The general public is hereby informed that the
government of the Gambia has left the
Commonwealth of Nations with immediate effect, it said in a statement.
(The) government has withdrawn its membership of
the British Commonwealth and decided that the
Gambia will never be a member of any neo-colonial
institution and will never be a party to any
institution that represents an extension of colonialism.
The Commonwealth bloc is a voluntary association
of more than 50 countries, many of them former
territories of the British empire.
No further details were given but a foreign
ministry official, speaking on condition of
anonymity, told AFP that the decision came after
the government rejected a proposal by the
Commonwealth last year to create commissions in
Banjul to protect human rights, media rights and fight against corruption.
The proposal followed an April 2012 visit to the
Gambia by Commonwealth Secretary General Kamalesh
Sharma, during which he met with President Yahya
Jammeh and other top government officials.
Jammeh, who is regularly accused of rights
abuses, has ruled mainland Africas smallest
country with an aura of mysticism and an iron fist since seizing power in 1994.
Earlier this year, the Gambia was singled out for
its poor rights record in Britains annual Human
Rights and Democracy report, which cited cases of
unlawful detentions, illegal closures of
newspapers and radio stations and discrimination against minority groups.
A spokesman at the British Foreign and
Commonwealth Office said early Thursday: We
would very much regret Gambia, or any other
country, deciding to leave the Commonwealth.
He noted however that decisions on Commonwealth
membership are a matter for each member government.
The Gambia is a tiny sliver of land wedged into
Senegal.

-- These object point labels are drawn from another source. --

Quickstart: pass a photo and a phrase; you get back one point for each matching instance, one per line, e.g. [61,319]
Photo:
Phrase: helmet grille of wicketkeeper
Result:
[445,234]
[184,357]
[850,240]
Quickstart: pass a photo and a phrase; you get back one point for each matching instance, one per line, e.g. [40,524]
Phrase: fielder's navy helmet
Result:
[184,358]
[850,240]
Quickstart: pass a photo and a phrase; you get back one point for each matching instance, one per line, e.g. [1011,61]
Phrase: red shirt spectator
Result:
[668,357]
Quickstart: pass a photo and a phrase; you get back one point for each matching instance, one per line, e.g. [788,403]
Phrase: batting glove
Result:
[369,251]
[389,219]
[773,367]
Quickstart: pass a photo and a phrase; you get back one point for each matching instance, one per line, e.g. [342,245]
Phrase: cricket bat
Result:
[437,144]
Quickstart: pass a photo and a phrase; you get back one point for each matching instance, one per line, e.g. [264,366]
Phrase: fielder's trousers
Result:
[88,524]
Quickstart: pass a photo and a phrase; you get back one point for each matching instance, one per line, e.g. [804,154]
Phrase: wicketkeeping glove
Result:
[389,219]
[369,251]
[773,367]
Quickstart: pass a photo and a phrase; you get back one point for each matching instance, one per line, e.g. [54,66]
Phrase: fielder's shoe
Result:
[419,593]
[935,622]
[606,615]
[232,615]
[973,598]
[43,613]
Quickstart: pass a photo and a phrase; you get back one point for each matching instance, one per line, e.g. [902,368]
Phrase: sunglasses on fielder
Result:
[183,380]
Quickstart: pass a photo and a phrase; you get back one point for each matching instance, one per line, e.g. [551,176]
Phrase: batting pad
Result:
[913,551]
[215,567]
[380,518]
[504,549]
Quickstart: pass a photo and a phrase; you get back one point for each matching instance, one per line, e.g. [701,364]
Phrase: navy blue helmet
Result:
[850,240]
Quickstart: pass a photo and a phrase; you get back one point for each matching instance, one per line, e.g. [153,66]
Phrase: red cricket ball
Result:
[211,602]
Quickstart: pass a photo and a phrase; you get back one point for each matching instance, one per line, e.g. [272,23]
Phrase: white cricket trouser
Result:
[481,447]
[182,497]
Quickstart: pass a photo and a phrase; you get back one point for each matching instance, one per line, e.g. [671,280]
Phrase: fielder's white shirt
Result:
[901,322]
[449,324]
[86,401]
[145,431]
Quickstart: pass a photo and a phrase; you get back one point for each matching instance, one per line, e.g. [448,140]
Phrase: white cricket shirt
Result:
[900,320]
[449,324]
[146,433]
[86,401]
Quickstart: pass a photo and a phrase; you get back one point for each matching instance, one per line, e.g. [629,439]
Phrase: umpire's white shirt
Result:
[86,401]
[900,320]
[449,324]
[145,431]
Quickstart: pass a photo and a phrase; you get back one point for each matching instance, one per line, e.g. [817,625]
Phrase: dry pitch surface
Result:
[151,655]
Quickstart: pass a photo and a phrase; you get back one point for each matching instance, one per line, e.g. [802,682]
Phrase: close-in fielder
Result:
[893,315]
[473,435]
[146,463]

It suffers from widespread poverty but
its miles of palm-fringed beaches are a favourite
among sun-seeking European tourists
The west African anglophone nation, the smallest
on the mainland, has long been dogged by rights
concerns under Jammehs administration.
Jammeh, who seized power in a 1994 coup, brooks
no criticism. He has been re-elected to power three times.
The man who claims he can cure AIDS and other
illnesses is often pilloried for rights abuses and the muzzling of journalists.
In 2010, the EU, the countrys top aid donor,
cancelled 22 million euros ($30 million) in
budget support for Banjul because of concerns over human rights and governance.
In August 2012, Jammeh came under attack from
Amnesty International and others for sending nine
prisoners to the firing squad and promising many more would go the same way.
Many top officials have found themselves charged
with treason, often related to coup plots which
observers have said are a sign of paranoia by
Jammeh, who has woven an aura of mysticism around
himself, dressing in billowing white robes and always clutching his Koran.
Last year he warned foreign diplomats that his
country would not be bribed with aid to accept homosexuality.
If you are to give us aid for men and men or for
women and women to marry, leave it. We dont need
your aid because as far as I am the president of
the Gambia, you will never see that happen in this country, he said.
In January this year Jammeh accused the European
Union of trying to destablise Gambia, after the
EU set out a 17-point checklist of demands for reforms.
They included calls for Gambia to abolish the
death penalty and to re-open newspapers and radio
stations closed down by the authorities.
The president regularly insists that he will not
bow to external pressures for reform.